Se i finanziamenti pubblici sapranno migliorare le infrastrutture della Capitale lo sviluppo del turismo sarà certo. Perché la tendenza del futuro è l’appagamento dei possibili sogni e l’aumento del tempo libero eserciterà una notevole spinta verso un turismo d’arte, culturale e gastronomico che vede nell’Italia la sua meta privilegiata.
Si tratterà solo di rendere efficiente il settore per non deludere il turista e indurlo a restare più tempo o a tornare più volte. L’incremento della spesa turistica farà evolvere l’economia della Capitale come delle principali città d’arte e di quei borghi di rilevanza culturale e artistica che verranno inseriti nei circuiti di vacanze.
In crisi i settori tradizionali e in crescita turismo, gastronomia, biotecnologie, informatica
Da qui al 2030 settori in crisi saranno quello bancario tradizionale e la pubblica amministrazione, l’industria classica, hi tech, l’edilizia, tranne che per le ristrutturazioni.
I campi di maggiore sviluppo saranno quello agroalimentare, enogastronomico, biotecnologie, biomedicale, farmaceutica, big data e informatica, software per il tempo libero e i giochi, grandi eventi, nutriceutica, wellness, restauro, cinema e telecomunicazioni, valorizzazione dei beni culturali, servizi finanziari innovativi, aerospaziale, robotica e droni.
Si sfrutterà la centralità geografica della Capitale quale risorsa preziosa per i servizi di logistica. Riducendosi la popolazione è possibile che la città avrà un assetto più moderno e una fruibilità più facile per i suoi abitanti. Saranno possibili parziali miglioramenti nelle aree semiperiferiche con programmi di rigenerazione urbana e riuso di vasti complessi abbandonati, per esempio le caserme, che si trovano in centro, per destinarle a funzioni miste (produttive, commerciali, residenziali) in modo da ridurre la necessità di spostamenti quotidiani. Aumenteranno programmi per promuovere e realizzare il telelavoro.
A Roma ci sono 44 università tra pubbliche, private e confessionali
Nello studio si tracciano linee molto positive sullo sviluppo dei vari settori trainati dal turismo e dall’efficientamento delle infrastrutture. Vedo tutto questo però più come una prospettiva che andrebbe seguita, che come una certezza. Non si tiene conto della preponderante presenza della criminalità organizzata nel Paese e della corruzione che approfitta di ogni crescita per trarne vantaggi che tuttavia non aiutano, perché producono ricchezze che vengono utilizzate per fini speculativi e non per la crescita.

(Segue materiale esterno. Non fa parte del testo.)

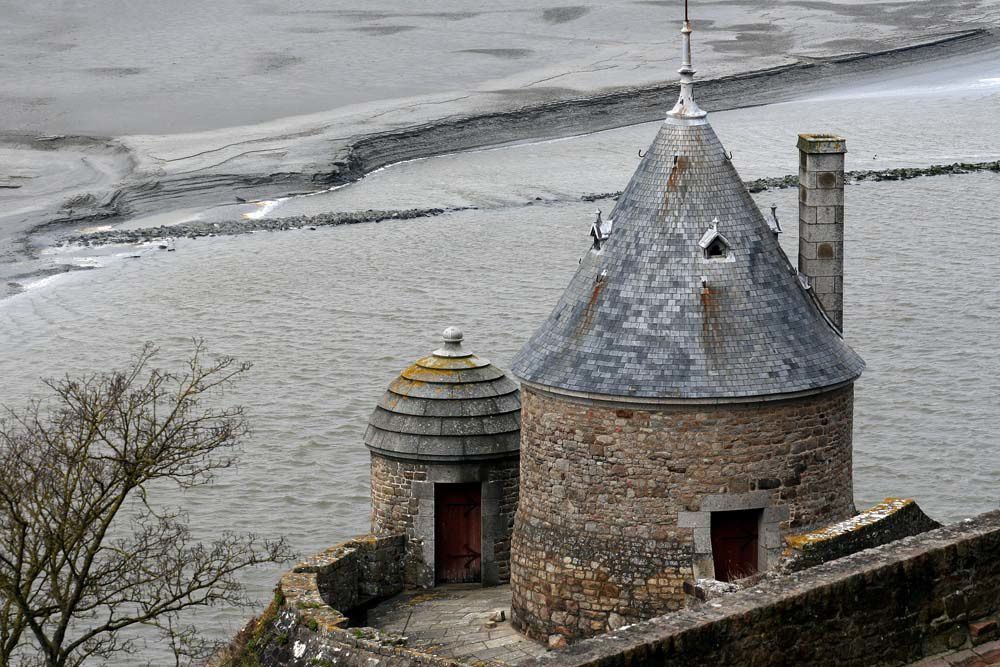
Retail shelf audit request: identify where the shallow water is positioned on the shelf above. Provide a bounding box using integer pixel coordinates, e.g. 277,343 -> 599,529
0,37 -> 1000,664
0,0 -> 1000,136
0,175 -> 1000,656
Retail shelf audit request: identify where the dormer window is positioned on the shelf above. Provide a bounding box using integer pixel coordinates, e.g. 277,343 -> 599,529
705,239 -> 729,259
698,218 -> 731,260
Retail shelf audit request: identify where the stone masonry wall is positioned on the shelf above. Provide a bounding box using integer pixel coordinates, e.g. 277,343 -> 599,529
511,386 -> 854,639
781,498 -> 941,572
522,511 -> 1000,667
371,454 -> 519,586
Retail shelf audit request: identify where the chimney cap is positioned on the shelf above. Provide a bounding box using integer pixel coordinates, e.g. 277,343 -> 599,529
798,134 -> 847,155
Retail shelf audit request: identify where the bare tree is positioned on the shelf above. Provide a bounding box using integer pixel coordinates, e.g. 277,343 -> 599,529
0,342 -> 291,667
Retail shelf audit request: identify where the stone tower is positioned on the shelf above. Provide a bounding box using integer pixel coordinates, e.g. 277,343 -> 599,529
365,327 -> 521,587
511,11 -> 864,638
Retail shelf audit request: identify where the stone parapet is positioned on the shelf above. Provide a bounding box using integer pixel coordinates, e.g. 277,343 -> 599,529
782,498 -> 941,572
522,511 -> 1000,667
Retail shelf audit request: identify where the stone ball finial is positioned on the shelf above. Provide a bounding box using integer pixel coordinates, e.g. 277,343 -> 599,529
434,327 -> 472,359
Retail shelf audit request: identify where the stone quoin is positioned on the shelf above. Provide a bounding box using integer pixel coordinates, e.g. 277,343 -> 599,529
511,5 -> 864,640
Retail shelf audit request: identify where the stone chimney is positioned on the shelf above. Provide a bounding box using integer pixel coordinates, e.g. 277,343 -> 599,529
799,134 -> 847,330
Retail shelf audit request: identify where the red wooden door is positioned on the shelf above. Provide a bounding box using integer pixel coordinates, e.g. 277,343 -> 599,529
434,484 -> 482,583
712,510 -> 761,581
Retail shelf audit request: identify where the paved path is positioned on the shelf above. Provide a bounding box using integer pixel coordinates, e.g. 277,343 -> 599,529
368,584 -> 546,665
910,641 -> 1000,667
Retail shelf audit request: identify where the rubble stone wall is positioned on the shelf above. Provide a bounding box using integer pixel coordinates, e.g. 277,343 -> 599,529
511,384 -> 855,639
371,453 -> 518,587
535,511 -> 1000,667
782,498 -> 941,572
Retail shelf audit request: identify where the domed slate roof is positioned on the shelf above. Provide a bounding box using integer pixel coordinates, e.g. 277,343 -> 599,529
511,22 -> 864,401
365,327 -> 521,462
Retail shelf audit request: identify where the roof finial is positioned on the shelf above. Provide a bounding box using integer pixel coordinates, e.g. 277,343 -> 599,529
669,0 -> 708,118
434,327 -> 472,358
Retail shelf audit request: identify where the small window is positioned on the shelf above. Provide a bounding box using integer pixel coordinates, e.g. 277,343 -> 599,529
705,238 -> 729,259
698,218 -> 729,259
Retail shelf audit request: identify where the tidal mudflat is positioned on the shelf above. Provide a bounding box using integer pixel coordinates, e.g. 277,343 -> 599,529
0,0 -> 1000,293
0,2 -> 1000,662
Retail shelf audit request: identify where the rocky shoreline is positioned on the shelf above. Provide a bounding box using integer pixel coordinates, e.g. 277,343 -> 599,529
13,28 -> 998,248
59,160 -> 1000,246
59,207 -> 471,246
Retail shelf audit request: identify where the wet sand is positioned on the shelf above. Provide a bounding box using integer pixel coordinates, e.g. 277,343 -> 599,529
0,0 -> 1000,298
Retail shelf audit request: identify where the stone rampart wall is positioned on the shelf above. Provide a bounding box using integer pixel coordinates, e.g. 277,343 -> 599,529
533,511 -> 1000,667
511,386 -> 854,640
782,498 -> 941,572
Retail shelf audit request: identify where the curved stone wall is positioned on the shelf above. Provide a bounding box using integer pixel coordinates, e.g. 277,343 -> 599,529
371,452 -> 518,586
511,384 -> 854,639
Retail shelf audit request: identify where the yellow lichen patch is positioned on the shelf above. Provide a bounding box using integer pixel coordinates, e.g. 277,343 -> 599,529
414,355 -> 486,370
785,498 -> 913,550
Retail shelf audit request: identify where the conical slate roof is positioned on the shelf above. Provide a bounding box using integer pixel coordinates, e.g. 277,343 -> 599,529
365,327 -> 521,462
512,26 -> 864,400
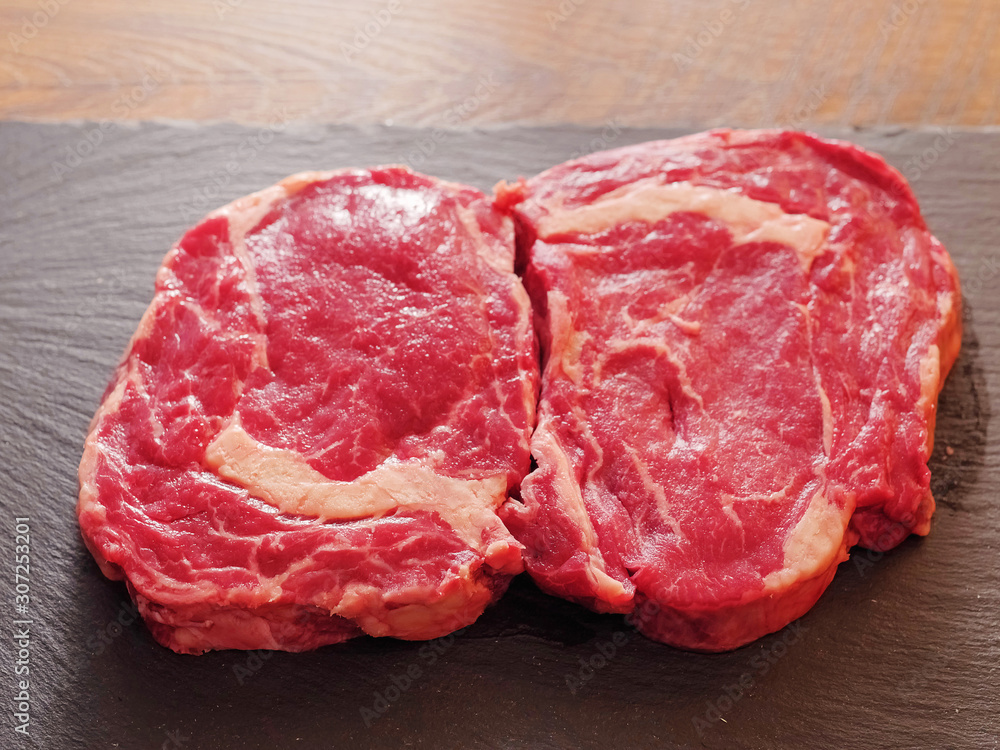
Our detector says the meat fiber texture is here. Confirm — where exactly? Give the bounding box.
[498,130,961,651]
[78,168,538,653]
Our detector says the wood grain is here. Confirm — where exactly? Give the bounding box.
[0,0,1000,127]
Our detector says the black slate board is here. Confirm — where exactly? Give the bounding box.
[0,123,1000,750]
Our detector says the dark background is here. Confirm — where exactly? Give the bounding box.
[0,122,1000,750]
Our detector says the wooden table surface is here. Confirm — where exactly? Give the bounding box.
[0,0,1000,127]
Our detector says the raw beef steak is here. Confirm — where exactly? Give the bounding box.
[498,131,960,651]
[78,168,538,653]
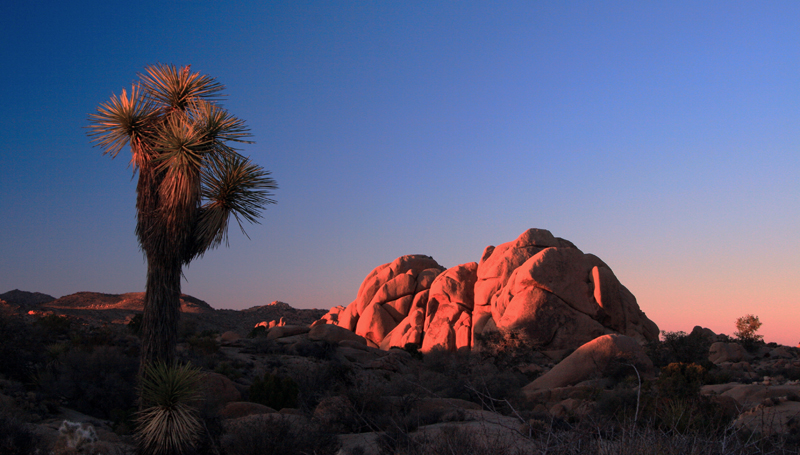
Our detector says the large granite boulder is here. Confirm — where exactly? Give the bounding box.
[318,229,659,351]
[522,334,653,396]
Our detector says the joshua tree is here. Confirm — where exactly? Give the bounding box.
[734,314,764,343]
[89,64,277,371]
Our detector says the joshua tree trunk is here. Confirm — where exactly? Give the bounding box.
[140,256,181,370]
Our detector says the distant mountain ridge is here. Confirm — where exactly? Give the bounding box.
[0,289,56,307]
[0,289,327,335]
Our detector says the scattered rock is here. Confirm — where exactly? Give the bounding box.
[203,372,242,409]
[267,325,311,340]
[308,324,367,345]
[522,335,653,398]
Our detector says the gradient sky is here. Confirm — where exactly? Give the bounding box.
[0,1,800,346]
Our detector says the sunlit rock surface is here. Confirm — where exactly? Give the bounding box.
[323,229,659,351]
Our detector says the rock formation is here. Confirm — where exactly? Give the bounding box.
[319,229,659,351]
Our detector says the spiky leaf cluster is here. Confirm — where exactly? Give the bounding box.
[89,64,277,264]
[136,362,203,455]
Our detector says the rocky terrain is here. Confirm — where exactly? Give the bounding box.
[324,229,658,352]
[0,229,800,455]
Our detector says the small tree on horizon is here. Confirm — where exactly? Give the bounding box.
[89,64,277,372]
[734,314,764,343]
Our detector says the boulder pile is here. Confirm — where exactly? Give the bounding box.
[319,229,659,352]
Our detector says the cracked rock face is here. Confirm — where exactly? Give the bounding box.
[323,229,659,351]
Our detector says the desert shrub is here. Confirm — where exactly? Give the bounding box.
[178,315,198,341]
[34,314,72,341]
[247,325,269,338]
[70,325,123,351]
[595,388,639,422]
[290,341,336,360]
[222,414,339,455]
[378,425,519,455]
[475,331,542,370]
[186,330,220,356]
[249,373,299,410]
[128,313,144,337]
[288,359,355,411]
[646,332,712,369]
[214,361,242,381]
[39,346,139,424]
[657,363,706,398]
[0,413,39,455]
[242,336,283,355]
[0,313,45,382]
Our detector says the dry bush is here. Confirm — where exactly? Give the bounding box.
[39,346,139,424]
[378,425,523,455]
[0,413,39,455]
[222,414,339,455]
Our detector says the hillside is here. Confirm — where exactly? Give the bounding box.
[0,289,326,335]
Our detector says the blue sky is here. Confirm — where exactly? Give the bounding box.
[0,1,800,345]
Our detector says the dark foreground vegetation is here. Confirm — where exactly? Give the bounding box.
[0,314,800,455]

Si ritiene che la delusione verso la politica continuerà. Non si vede una soluzione possibile da parte dei politici, che fingono di temerla ma in realtà se ne avvantaggiano. Di fatto però il mancato impegno politico delle persone potrebbe far aumentare quello sociale. Oggi è più facile intraprendere nuove attività (start up) e lo sarà ancora di più nel futuro. Una nuova offerta imprenditoriale è da mettere in conto anche da parte degli immigrati che riescono a integrarsi. Sempre che cambino gli atteggiamenti di parte della politica e della popolazione verso questi nuovi membri della nostra società.
Aumenterà il peso della ricerca tecnologica e di quella scientifica: entrambi diventeranno fattori decisivi per il futuro della città. Roma avrà una concentrazione elevata di studi scientifici. Ad oggi ospita 44 università tra pubbliche, private e confessionali. Le tre università pubbliche sono frequentate da 180.000 studenti. Da qui al 2030 si crede che si creerà un maggiore raccordo tra le università pubbliche, nasceranno altre università private e migliorerà la qualità di quelle esistenti. Il ricambio generazionale favorirà una maggiore sensibilità dei dipartimenti verso la ricerca applicata alle grandi questioni della città. Ma se diminuiranno le nascite siamo certi che queste 44 università potranno crescere? Forse solo un’immigrazione filtrata, agevolata, seguita, riuscirà a mantenere alti i flussi di studenti.